C’était le 10 décembre 2020. Le Premier ministre Jean Castex indiquait qu’il n’y aurait plus de confinement mais un couvre-feu de 20 heures à 6 heures Les musées, les théâtres et les salles de cinéma ne pourraient donc pas rouvrir le 15 décembre comme cela était initialement prévu. Un crève-cœur pour le monde du cinéma brutalement mis à l’arrêt par la pandémie de Covid-19. Invité à réagir aux annonces gouvernementales, l’acteur et réalisateur Matthieu Kassovitz jette un pavé dans la mare en estimant que les salles de cinéma ne sont « pas essentielles » en pleine épidémie. « Je pense que le futur du cinéma n’est plus là, c’est comme se battre pour qu’une espèce animale ne disparaisse pas », assène l’enfant terrible du cinéma français.
Des propos alors à contre-courant de toute la profession dont beaucoup de membres, notamment les intermittents et tous ceux qui sont derrière les caméras, ont été très affectés par le Covid et l’arrêt des tournages et des cinémas. Mais des propos qui illustraient aussi cette nouvelle étape qui se présentait au cinéma. Car ce n’est pas la première fois que le cinéma est donné pour mort. Le passage du cinéma muet au cinéma parlant, l’arrivée de la télévision, le boom du piratage avec l’arrivée d’internet à haut débit, et enfin l’essor des plateformes de vidéo à la demande par abonnement : à chaque fois, ces évolutions font dire que le cinéma est fini. Louis Lumière lui-même aurait lâché que « le cinéma est une invention sans avenir » peu après la première projection de « L’arrivée d’un train en gare de La Ciotat ». C’était en 1896. Et pourtant, le cinéma est toujours là.

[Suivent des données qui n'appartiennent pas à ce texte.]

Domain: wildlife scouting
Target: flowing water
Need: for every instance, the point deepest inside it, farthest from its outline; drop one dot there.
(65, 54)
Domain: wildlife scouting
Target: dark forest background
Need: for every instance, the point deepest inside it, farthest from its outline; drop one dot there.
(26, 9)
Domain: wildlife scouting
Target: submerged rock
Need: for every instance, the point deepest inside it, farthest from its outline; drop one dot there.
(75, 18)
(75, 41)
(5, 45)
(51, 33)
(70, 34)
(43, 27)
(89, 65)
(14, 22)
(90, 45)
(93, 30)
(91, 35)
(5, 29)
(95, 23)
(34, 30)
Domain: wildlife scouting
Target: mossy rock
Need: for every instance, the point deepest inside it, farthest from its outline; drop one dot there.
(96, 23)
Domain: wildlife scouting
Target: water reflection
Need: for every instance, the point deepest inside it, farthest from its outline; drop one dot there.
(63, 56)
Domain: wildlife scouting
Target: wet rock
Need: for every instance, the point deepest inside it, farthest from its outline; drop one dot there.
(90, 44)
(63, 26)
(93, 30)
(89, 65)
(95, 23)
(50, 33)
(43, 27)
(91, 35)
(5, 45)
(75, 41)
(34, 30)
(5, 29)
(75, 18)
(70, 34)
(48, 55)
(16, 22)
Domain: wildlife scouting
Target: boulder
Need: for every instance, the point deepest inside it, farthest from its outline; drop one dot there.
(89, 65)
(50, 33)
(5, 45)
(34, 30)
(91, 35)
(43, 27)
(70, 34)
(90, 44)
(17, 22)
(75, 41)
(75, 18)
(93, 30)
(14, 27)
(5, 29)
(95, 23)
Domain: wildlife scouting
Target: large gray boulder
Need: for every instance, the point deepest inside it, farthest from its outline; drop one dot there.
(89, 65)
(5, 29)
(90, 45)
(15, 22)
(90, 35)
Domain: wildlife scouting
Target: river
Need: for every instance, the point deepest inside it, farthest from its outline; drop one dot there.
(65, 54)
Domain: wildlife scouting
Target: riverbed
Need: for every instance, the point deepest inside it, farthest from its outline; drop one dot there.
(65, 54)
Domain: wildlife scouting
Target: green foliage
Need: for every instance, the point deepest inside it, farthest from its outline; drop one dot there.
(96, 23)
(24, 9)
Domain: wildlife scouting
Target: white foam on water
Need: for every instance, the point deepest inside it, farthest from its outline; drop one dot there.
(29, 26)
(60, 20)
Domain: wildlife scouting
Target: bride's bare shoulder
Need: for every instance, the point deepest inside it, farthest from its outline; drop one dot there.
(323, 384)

Aujourd’hui, après deux années de pandémie qui ont cloîtré les spectateurs chez eux, le cinéma – et donc les salles de cinéma – doit faire son introspection pour mesurer quelle est la nouvelle donne.
D’un côté, des plateformes de vidéo à la demande américaines surpuissantes (Netflix, Amazon Prime video, Disney +, Apple TV +), renforcées par les confinements du Covid et disposant de moyens considérables pour réaliser des séries à la chaîne et attirer aussi les plus grands cinéastes pour des films qui n’ont rien à envier à ceux des studios classiques. Le tout pour le prix d’une place de cinéma… par mois. Des (télé) spectateurs qui, à coups d’écrans plats de plus en plus grands et de moins en moins chers, peuvent avoir chez eux un « home cinema » qui n’égale pas l’écran d’une salle mais surpasse largement la petite télé d’autrefois. Dès lors pourquoi sortir ?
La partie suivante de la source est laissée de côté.